It has been proposed that these markers could be elevated in undiagnosed chronic infectious processes like periodontitis. It is conceivable that chronically, elevated systemic markers in blood exacerbate other ongoing inflammatory processes in other organ systems and this way perhaps increase the risk for atherosclerosis leading to cardiovascular and cerebrovascular events.21

In this respect, CRP represents the most sensitive marker used to evaluate the inflammatory status of an individual. 10 Chronic bacterial infections such as periodontitis are one of the established risk factors for moderate elevated CRP levels. 22

In the present study, we observed a significant association between periodontitis and CRP. Moreover, the results showed a positive correlation between the severity of periodontal disease and CRP level. The findings of the current study support previous studies which reported similar result.22-25 Noack et al. 24 observed statistically significant increases in CRP in subjects with moderate to severe periodontitis when compared to healthy controls after adjusting for potential confounding factors. The presence of periodontal pathogens including Porphromonas gingivalis, Prevotella intermedia, and Tanerella forsythensis from subgingival plaque samples was also positively associated with elevated CRP levels.

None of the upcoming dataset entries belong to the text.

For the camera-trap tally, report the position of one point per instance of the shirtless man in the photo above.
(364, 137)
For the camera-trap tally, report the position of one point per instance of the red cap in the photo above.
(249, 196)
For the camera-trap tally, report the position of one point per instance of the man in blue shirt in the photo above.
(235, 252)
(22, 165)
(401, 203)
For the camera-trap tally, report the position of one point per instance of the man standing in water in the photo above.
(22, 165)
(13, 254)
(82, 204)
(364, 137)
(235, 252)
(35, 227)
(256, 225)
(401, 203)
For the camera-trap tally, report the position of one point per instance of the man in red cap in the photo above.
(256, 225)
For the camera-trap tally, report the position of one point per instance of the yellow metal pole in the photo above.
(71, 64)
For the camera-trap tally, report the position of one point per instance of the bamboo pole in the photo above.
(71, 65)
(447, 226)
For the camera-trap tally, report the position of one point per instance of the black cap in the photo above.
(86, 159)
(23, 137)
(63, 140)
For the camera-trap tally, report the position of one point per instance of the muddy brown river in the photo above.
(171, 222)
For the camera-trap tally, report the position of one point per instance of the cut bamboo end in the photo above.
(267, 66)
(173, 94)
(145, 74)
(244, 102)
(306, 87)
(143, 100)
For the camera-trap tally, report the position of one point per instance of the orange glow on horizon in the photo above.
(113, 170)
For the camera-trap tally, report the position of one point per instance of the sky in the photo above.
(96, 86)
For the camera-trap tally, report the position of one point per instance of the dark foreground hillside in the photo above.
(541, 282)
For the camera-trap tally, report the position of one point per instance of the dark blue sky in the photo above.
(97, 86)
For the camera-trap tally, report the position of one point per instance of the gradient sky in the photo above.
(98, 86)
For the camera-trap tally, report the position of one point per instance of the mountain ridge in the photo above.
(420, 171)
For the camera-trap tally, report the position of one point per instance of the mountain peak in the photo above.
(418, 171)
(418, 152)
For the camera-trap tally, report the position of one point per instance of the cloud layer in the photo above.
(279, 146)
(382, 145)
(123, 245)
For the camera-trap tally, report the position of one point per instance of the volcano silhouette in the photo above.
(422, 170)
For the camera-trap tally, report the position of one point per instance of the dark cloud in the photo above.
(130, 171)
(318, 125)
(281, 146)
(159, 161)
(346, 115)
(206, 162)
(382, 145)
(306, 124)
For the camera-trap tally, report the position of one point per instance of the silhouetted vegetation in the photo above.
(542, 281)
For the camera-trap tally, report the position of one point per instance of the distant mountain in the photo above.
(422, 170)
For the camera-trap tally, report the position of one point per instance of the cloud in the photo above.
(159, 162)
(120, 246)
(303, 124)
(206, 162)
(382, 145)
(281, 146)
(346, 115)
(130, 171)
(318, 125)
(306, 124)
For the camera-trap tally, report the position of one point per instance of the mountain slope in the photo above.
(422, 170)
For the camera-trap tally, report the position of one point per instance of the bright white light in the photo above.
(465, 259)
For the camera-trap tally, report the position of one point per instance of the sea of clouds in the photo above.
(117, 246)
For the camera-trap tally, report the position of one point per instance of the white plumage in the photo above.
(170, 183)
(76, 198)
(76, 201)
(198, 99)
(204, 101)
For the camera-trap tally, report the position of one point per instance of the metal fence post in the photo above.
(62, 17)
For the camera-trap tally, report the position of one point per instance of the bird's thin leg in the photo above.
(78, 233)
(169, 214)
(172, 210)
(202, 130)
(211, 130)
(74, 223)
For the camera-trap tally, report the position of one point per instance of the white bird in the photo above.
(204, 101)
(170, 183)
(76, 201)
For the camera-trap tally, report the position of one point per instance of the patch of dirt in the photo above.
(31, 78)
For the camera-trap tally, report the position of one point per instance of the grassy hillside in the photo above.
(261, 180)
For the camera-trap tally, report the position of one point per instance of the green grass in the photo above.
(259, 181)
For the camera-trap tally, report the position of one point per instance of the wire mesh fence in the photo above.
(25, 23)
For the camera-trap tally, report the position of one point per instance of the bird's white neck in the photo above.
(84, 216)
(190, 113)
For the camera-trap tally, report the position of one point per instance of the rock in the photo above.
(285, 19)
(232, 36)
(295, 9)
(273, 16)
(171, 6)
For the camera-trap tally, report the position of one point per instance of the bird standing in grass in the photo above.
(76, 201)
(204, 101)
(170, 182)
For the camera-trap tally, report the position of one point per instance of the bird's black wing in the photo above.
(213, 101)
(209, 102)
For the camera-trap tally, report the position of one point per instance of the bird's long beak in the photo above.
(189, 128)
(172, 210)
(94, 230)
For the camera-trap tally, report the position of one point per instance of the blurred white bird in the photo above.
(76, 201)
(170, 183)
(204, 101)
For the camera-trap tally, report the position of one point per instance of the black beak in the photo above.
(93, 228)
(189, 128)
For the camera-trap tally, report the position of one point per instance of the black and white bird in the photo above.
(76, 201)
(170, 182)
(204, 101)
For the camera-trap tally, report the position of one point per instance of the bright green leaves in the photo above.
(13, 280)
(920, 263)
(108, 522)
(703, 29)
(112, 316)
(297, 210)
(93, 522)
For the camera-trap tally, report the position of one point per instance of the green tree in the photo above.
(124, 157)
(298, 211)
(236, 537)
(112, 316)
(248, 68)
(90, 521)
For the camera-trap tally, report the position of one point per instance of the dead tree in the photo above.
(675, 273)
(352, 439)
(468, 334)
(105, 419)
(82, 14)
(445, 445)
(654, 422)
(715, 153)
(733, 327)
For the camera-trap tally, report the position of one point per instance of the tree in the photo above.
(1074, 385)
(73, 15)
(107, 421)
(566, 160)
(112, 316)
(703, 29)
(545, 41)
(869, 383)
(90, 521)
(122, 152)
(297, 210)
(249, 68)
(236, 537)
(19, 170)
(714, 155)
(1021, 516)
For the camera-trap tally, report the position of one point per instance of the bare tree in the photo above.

Elevated numbers of leukocytes in periodontitis have previously been observed.14 Fredriksson et al. reported slight elevation of leukocytes in periodontitis in comparison to controls, although not statistically significant.26 In the present study, the total leukocyte count was significantly increased in periodontitis as compared to healthy controls. This finding is in agreement with previous study.27 A significant increase in polymorphonuclear leukocytes was also observed. The increase in number of leukocytes in periodontitis has been suggested to be mainly due to an increase in the number of polymorphonuclear leukocytes.28 However, moderate and severe periodontitis groups did not differ significantly in number of neutrophils. Moderately elevated numbers of leukocytes have been associated with an increased risk for cardiovascular diseases20. Also, it has been suggested that the higher numbers of leukocytes increase the blood rheology thereby increasing the risk for CVD. 12However, the current study did not measure the role of confounding factors like age, gender, parameters of lipid metabolism like cholesterol, triglycerides, low-density lipoproteins, obesity which influence the CRP levels.

Conclusion

In summary, our study provides evidence that periodontitis may cause systemic aftermath: plasma levels of CRP and numbers of leukocytes and neutrophils are elevated in the blood which are positively correlated with the severity of periodontitis. Thus, periodontitis, a common chronic condition, predisposes affected patients to CVD by increasing the levels of systemic markers of inflammation which may contribute to the process of artherosclerosis. Therefore, periodontitis deserves serious consideration as a risk factor for cardiovascular diseases.

 References

1.      The American Journal of Cardiology and Journal of Periodontology Editors' Consensus: Periodontitis and Atherosclerotic Cardiovascular Disease. J Periodontol 2009;80:1021-1032.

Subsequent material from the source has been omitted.